Personal information
- Full name: David Jemmali
- Date of birth: 13 December 1974 (age 51)
- Place of birth: Toulouse, France
- Height: 1.87 m (6 ft 2 in)
- Position: Defender

Senior career*
- Years: Team / Apps / (Gls)
- 1994–1997: Cannes / 56 / (0)
- 1997–2008: Bordeaux / 240 / (5)
- 2008–2010: Grenoble / 28 / (0)
- Total:  / 324 / (5)

International career
- 2006–2007: Tunisia / 10 / (0)

= David Jemmali =

Tunisian former professional footballer (born 1974)

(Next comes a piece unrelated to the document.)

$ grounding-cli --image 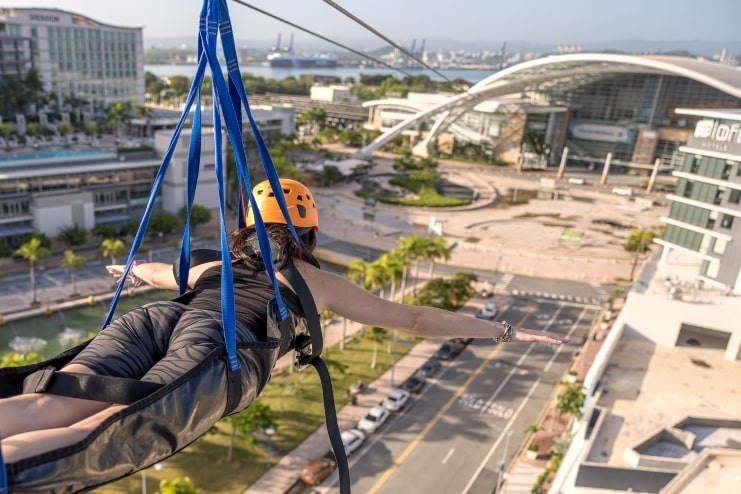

David Jemmali (born 13 December 1974) is a Tunisian former professional footballer who played as a defender. He spent most of his career at FC Girondins de Bordeaux.

In his time at Bordeaux, he won Ligue 1 in the 1998–99 season and the Coupe de la Ligue in 2002 and 2007.

Hoping for a selection to the France national team, he turned down several opportunities to represent Tunisia, country of his origins. However, when the 2006 World Cup was approaching, Jemmali accepted to join Tunisia and made his debut for the "Eagles of Carthage" on 1 March 2006 against Serbia and Montenegro. He was subsequently called up to the 2006 World Cup. Jemmali started Tunisia's first game of the 2006 World Cup against Saudi Arabia but did not appear in the other two group matches.